Ok, it would be unfair to claim that this applies to Torvalds because he doesn't say that. However, I wouldn't be surprised if this wasn't one big reason for his aversion.

He actually presents one argument here which has even a slight rationality to it: If you use the STL data containers, chances are that some old C++ compiler out there won't support something. This may indeed be relevant if you are writing code which should be compilable in some 20-years-old mainframe with a 30-years-old operating system which hasn't been upgraded since. Sure, I admit that. (Yes, that is an exaggeration. It's intentional. Don't split hairs with it.)

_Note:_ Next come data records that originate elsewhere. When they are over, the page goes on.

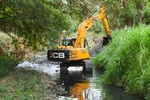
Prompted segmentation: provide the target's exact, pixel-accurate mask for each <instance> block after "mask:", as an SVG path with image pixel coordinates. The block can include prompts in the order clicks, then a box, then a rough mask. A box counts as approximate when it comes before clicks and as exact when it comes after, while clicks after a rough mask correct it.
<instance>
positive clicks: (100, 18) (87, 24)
mask: <svg viewBox="0 0 150 100" xmlns="http://www.w3.org/2000/svg"><path fill="white" fill-rule="evenodd" d="M96 11H97V10H96ZM96 11H94V12H93V13H92V14H91V15H90V16H88V17H87V19H85V20H84V21H83V22H82V23H81V24H80V25H79V27H78V35H77V38H76V43H75V48H83V47H84V45H83V44H84V38H85V35H86V31H87V30H88V29H89V28H90V27H92V26H93V25H94V24H95V23H96V22H97V21H99V20H102V24H103V26H104V29H105V32H106V34H107V35H111V34H112V31H111V30H110V29H109V25H108V21H107V18H106V10H105V8H104V6H101V7H100V13H99V14H98V15H96V16H92V15H93V14H94V13H95V12H96Z"/></svg>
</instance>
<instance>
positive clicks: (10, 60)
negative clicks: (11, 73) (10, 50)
mask: <svg viewBox="0 0 150 100" xmlns="http://www.w3.org/2000/svg"><path fill="white" fill-rule="evenodd" d="M16 65H17V62H16V61H15V60H14V59H12V58H9V57H8V56H0V78H1V77H3V76H5V75H7V74H8V73H9V72H10V71H12V69H14V67H15V66H16Z"/></svg>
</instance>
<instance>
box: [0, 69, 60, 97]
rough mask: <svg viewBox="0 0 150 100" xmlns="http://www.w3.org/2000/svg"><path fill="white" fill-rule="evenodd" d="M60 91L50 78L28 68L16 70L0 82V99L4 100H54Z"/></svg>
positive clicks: (57, 86)
mask: <svg viewBox="0 0 150 100" xmlns="http://www.w3.org/2000/svg"><path fill="white" fill-rule="evenodd" d="M60 91H61V90H60V89H59V88H58V86H57V84H56V83H55V82H53V81H52V80H51V78H50V76H48V75H46V74H44V73H40V72H37V71H33V70H29V69H28V68H15V69H14V70H13V71H12V72H11V73H10V74H9V75H7V76H6V77H4V78H2V79H1V80H0V97H1V99H4V100H6V99H7V100H11V99H21V100H22V99H31V100H35V99H40V100H42V99H44V100H45V99H46V100H54V99H55V97H56V94H58V92H60Z"/></svg>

However, Torvalds writes as if using STL would always lead to portability nightmares. He expresses this with such a strong expression as "infinite amounts of pain". This just demonstrates the strong resistance to change so typical to the C-hacker syndrome. Perhaps Torvalds hasn't been following the modern C++ scene so closely. If he had, he would know that basically any modern C++ compiler has great support for the C++ standard libraries. But resistance to change means to a C-hacker that we must assume that we live in the 1970's. Anything we write today must be compilable in a system created at that time.

Sure, if we are talking about the Linux kernel, then I have nothing to say against that. The Linux kernel, being so portable, should be made in C. I agree with that. However, Torvalds writes in a more generic way than simply related to the Linux kernel. He writes like it's always a bad idea to use C++, no matter what you are writing.

His claim that using the STL causes "inefficient abstracted programming models" is simply not true. Using STL right causes the program to be more efficient, a lot safer and much easier to understand and maintain. It makes programs shorter and less error-prone (because, after all, the STL implementations in compilers have been tested to death against bugs and errors). Sure, you can use the STL in the wrong way, leading to inefficient code, but the STL gives you the tools to easily create efficient and safe code, very much unlike C which offers you absolutely nothing of the sort. Moreover, as already seen above, C more probably leads to messy and unmaintainable spaghetti code which is probably also less efficient.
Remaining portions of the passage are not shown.